Случается так, что даже не терпящая никаких отлагательств поспешность находит благовидный предлог для задержки, и нередко радуешься препятствиям на пути собственных намерений. Вот, например, путешественники, которым нужно поскорее добраться до места: они предпочитают скакать верхом, а не сидеть в повозке, чтобы не связываться с обременительной поклажей, неуклюжими телегами, неторопливыми колесами, ухабистыми дорогами; прибавь сюда еще груды камней, выступы корней, ручьи средь лугов, склоны холмов [123]. Ну так вот, стараясь избежать всего этого, они выбирают себе верхового коня, неутомимого и резвого, способного и везти много, и бежать быстро, который
Шагом единым холмы и долины легко покрывает,
как говорит Луцилий [124]. И все же, если в то самое время, когда, оседлав такого коня, они несутся во весь опор по дороге, повстречается им кто-нибудь из лиц высокопоставленных, человек знатного рода, влиятельный, знаменитый, то, как бы они ни спешили, все же из почтения к нему они умерят бег, замедлят шаг, остановят коня и спрыгнут немедленно на землю.

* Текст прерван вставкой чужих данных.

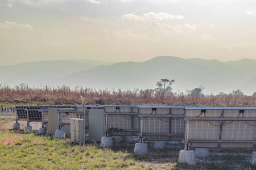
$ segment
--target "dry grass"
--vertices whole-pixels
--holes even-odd
[[[0,84],[0,103],[29,105],[166,105],[204,107],[256,107],[256,95],[192,95],[188,92],[163,95],[155,90],[96,90],[64,86],[29,87],[26,84],[11,88]]]

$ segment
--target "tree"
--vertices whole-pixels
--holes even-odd
[[[228,96],[228,95],[224,92],[220,92],[217,95],[217,96],[220,98],[223,98],[227,96]]]
[[[241,90],[238,89],[237,90],[233,90],[232,92],[230,94],[232,96],[234,97],[243,97],[245,94],[243,92],[241,91]]]
[[[169,80],[168,79],[162,79],[160,82],[156,83],[156,86],[158,88],[156,90],[163,92],[164,95],[170,94],[172,90],[172,84],[175,82],[174,80]]]
[[[192,90],[190,90],[189,93],[193,96],[204,96],[204,94],[203,94],[204,89],[204,86],[199,85],[198,86],[198,87],[195,88]]]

Прут, который они взяли с собой, чтобы погонять коня, этот хлыст они переложат в левую руку и, освободив таким образом правую, подойдут поближе и поздороваются [125]. Затем, сколько бы ни продолжалась их беседа, они будут идти рядом и отвечать на все вопросы. Одним словом, любую задержку они воспримут как должное, без всякого неудовольствия.